Life makes strippers of us all.
There are many times when you will find your fears, dreams, hopes, secrets or even thoughts just bared for the world to see. It may not happen all at once, but life will show you that this dance is not yours.
It isn’t only one kind of genre. It will bring you down to your knees, head lowered and hands trembling. It will mock you for all you have ever been and all you have ever wanted to be. Leave you feeling naked and raw.
I have met people. I have spent hours talking to them, learning how they think, i’ve let myself open up to a few in such a way that if they wanted to, they could destroy me. I have told them the things that make me and break me. I laid down all my flaws, all my insecurities, all the things i loved about myself.

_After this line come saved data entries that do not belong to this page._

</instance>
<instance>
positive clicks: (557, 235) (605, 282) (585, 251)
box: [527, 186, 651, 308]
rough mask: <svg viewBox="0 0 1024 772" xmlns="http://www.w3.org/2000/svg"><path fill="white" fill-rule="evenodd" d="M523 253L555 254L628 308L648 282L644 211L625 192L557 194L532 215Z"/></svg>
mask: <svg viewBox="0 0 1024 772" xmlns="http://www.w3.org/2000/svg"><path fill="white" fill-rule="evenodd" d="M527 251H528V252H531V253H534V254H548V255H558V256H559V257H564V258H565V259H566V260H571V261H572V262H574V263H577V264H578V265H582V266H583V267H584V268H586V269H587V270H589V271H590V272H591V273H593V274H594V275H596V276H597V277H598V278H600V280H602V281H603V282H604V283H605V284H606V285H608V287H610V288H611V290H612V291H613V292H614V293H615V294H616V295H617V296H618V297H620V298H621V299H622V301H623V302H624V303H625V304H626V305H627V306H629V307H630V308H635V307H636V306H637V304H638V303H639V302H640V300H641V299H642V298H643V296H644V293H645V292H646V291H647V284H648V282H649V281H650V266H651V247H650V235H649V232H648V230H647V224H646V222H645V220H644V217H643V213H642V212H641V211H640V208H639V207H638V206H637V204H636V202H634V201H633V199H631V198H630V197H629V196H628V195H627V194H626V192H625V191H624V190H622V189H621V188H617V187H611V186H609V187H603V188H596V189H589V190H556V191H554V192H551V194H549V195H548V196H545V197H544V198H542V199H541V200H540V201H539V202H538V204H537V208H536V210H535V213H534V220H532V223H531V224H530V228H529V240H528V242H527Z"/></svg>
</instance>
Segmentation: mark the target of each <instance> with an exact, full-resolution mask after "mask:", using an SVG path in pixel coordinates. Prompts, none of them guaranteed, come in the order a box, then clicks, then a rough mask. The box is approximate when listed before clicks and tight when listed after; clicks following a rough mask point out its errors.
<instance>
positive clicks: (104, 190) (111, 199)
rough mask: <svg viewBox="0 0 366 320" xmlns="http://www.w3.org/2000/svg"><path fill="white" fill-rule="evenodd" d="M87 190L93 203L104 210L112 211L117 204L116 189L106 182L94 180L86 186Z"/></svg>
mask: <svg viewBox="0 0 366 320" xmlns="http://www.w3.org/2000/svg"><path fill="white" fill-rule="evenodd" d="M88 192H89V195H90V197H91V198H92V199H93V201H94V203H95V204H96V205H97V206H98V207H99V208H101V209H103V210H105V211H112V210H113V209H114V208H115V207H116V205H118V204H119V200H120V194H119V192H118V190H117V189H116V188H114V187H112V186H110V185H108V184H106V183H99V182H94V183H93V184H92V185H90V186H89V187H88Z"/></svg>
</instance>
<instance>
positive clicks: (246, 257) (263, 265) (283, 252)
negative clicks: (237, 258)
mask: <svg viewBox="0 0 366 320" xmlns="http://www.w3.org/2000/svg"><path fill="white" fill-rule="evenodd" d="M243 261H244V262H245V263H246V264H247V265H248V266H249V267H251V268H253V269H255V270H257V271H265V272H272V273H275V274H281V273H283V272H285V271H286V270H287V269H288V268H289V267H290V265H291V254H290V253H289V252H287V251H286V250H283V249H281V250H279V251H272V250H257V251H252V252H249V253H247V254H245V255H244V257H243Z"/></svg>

I let them swim in my pools, dive into my depth and touch my deep end. I stripped bare, to my soul. for what? To be judged, lovingly.
I have given them keys, codes and passwords. I have given them rights to parts of me that perhaps i should have kept safer. Should have kept private. All my private parts, even the ones i didn’t really consider private but now i realise maybe i should have shut my mouth.
maybe i should have loved myself better.
maybe i should have kept my dignity intact.
I could have practised to love quietly in loud crowds so i’d never have to tell a living soul of all my loud demons in the silence.
Now i am a stripper, just like the one who sweats and grips the pole with the inner flesh of her thighs. I am no different. My hands are wrapped around the pole of what is us, whatever we have ever been.
I am slipping. Falling into tomorrow. Knowing history won’t repeat itself.
I am dancing my last dance with you and it’s the last time my back will bend with such grace.
The last time i fold myself around you.